Recently people reeling from the call from the “You have cancer” diagnosis have contacted me. If I could, I would sit down with them “in human” by the fireplace at my Starbucks and listen to their stories. I wouldn’t give them advice unless they asked me. If they asked me, I would share with them a few thoughts for those newly diagnosed with cancer from the perspective of a cancer survivor:
Dear Bewildered Friend,
I am so sorry you are replaying in your mind the cancer phone call from your doctor.
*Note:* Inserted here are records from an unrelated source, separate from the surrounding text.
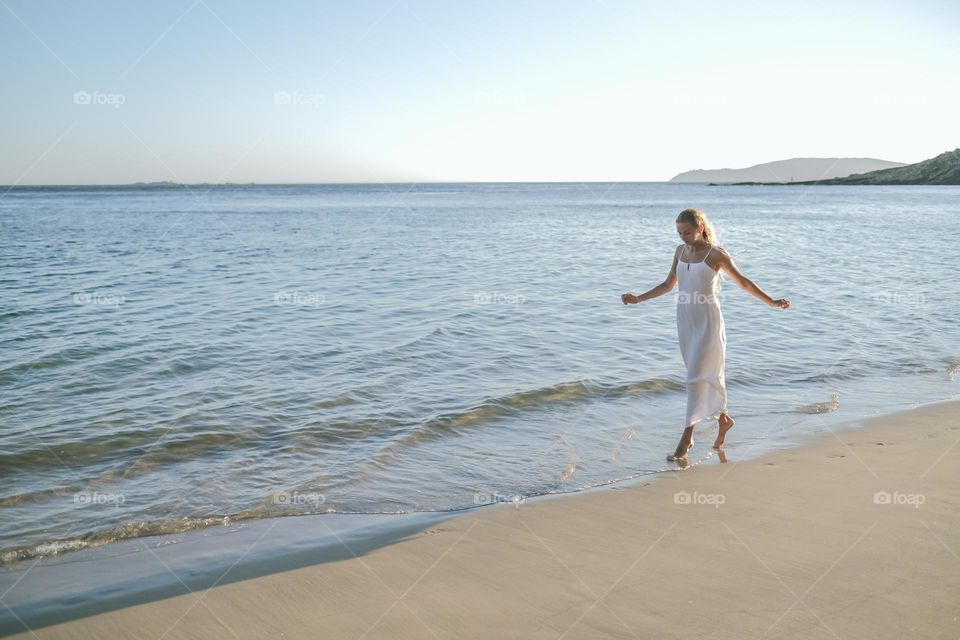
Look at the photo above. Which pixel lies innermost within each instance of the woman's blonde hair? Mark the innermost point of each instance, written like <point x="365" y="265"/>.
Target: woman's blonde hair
<point x="695" y="217"/>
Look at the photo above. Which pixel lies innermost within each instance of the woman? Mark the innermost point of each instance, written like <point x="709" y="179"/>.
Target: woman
<point x="696" y="266"/>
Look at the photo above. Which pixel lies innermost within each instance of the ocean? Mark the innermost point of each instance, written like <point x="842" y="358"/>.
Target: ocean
<point x="182" y="358"/>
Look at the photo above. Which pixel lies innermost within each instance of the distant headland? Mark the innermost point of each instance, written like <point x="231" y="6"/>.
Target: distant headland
<point x="943" y="169"/>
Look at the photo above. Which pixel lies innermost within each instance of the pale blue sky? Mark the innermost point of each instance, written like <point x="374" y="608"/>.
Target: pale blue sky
<point x="403" y="90"/>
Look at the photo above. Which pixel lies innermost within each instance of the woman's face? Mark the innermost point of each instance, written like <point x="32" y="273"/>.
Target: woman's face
<point x="688" y="233"/>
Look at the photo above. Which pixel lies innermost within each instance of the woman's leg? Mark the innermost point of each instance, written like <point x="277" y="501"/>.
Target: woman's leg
<point x="726" y="423"/>
<point x="685" y="444"/>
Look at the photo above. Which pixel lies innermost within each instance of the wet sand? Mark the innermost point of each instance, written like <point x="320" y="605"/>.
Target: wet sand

Everyone around you is living life just as always, and here you are sitting with news so heavy, so derailing.
If you are like me, nights are the hardest. After the house quiets down, you lay there alone with your thoughts and fears. And each morning you wake, wondering if all of this is a bad dream. Once you regain your bearings, you’re faced with the challenge of getting out of bed to face another day. Physically everything looks the same; but now with this devastating diagnosis, nothing is the same.
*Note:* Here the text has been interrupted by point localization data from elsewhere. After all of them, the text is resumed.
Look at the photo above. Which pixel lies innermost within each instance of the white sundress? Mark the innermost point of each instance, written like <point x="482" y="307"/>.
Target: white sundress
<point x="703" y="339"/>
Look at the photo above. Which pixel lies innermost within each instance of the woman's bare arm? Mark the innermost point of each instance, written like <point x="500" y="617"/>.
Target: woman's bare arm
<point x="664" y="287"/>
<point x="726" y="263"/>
If you’ve started sharing the news, I imagine your phone is ringing and your e-mail inbox is filling with well-meaning friends and family offering advice on diets, doctors, and blog links and books. If you are like me, you will probably try to read everything, and then hit a wall of information overload. You’ve been abruptly thrust into a new world filled with unfamiliar terms and options, appointments, decisions, all with varying outcomes. It’s hard to sort through all the information to know which steps to take.
These are just a few nuggets of advice from me looking back on my cancer battle. Feel the freedom to apply what you like or disregard them altogether.
- There is no right way to do cancer. Everyone’s cancer journey is different. Yours won’t look like anyone else’s. So give yourself freedom to be on your own path.
- Let other’s in. Chances are those who love you feel incredibly helpless and scared and want to help you in any way they can. Giving them the opportunity to bring a meal, drive you to a chemo appointment, clean your bathroom, or pick up your kids is a way for them to lessen the load for you, and it can be a blessing for them. Let others help so you can have space to heal and physically and emotionally tackle each portion of active treatment. You’ll probably be surprised, though. Some people you thought would be there for you may disappear, and people you didn’t expect may come along to help.
- Find an information hub person. If you’re married, your spouse won’t be able to go anywhere for the next two years without being asked how you are doing. Family and friends will want updates. We stopped answering our home phone. Rather than saying the same thing over and over, consider using an online site like CaringBridge for updates and prayer requests. If you enjoy writing, writing updates on the blog may be a good place to process your journey. If you don’t, ask someone to write updates for you.
- Try to be generous in the grace department. Grace is unmerited, undeserved favor. Give yourself grace. You’ve never battled cancer before. You are entering uncharted waters with how you will respond physically, emotionally, spiritually, and relationally. Don’t be hard on yourself. Give those around you grace. They want to help, even though their unsolicited advice, like the latest cancer-killing vegetable discovered in the rain forest, may not be helpful. Your cancer diagnosis may trigger unresolved grief in those around you, so sometimes their response may not be what you need or want.
- Lean into God. Wherever you are in your spiritual journey, my encouragement is to move toward God. He can take your anger, your confusion, your sadness, your fear. Be honest with Him. He wants your whole heart. And let Him help you, comfort you, provide for you. And let others pray for you. God is able to bring good out of something as awful as cancer.
I hate cancer. I hate thinking about another person having to battle cancer. I hate that you will walk the painful treatment road. As much as I hate cancer, I want you to know from my experience that God used cancer to expand my heart. I have met some of the most remarkable people on this journey. I have been blessed in thousands of ways by the thoughtfulness and generosity of so many. I am not the same woman today because of cancer.
Cancer has marked my life, but it does not define my life.
I am praying for God’s blessing on your life in unexpected ways.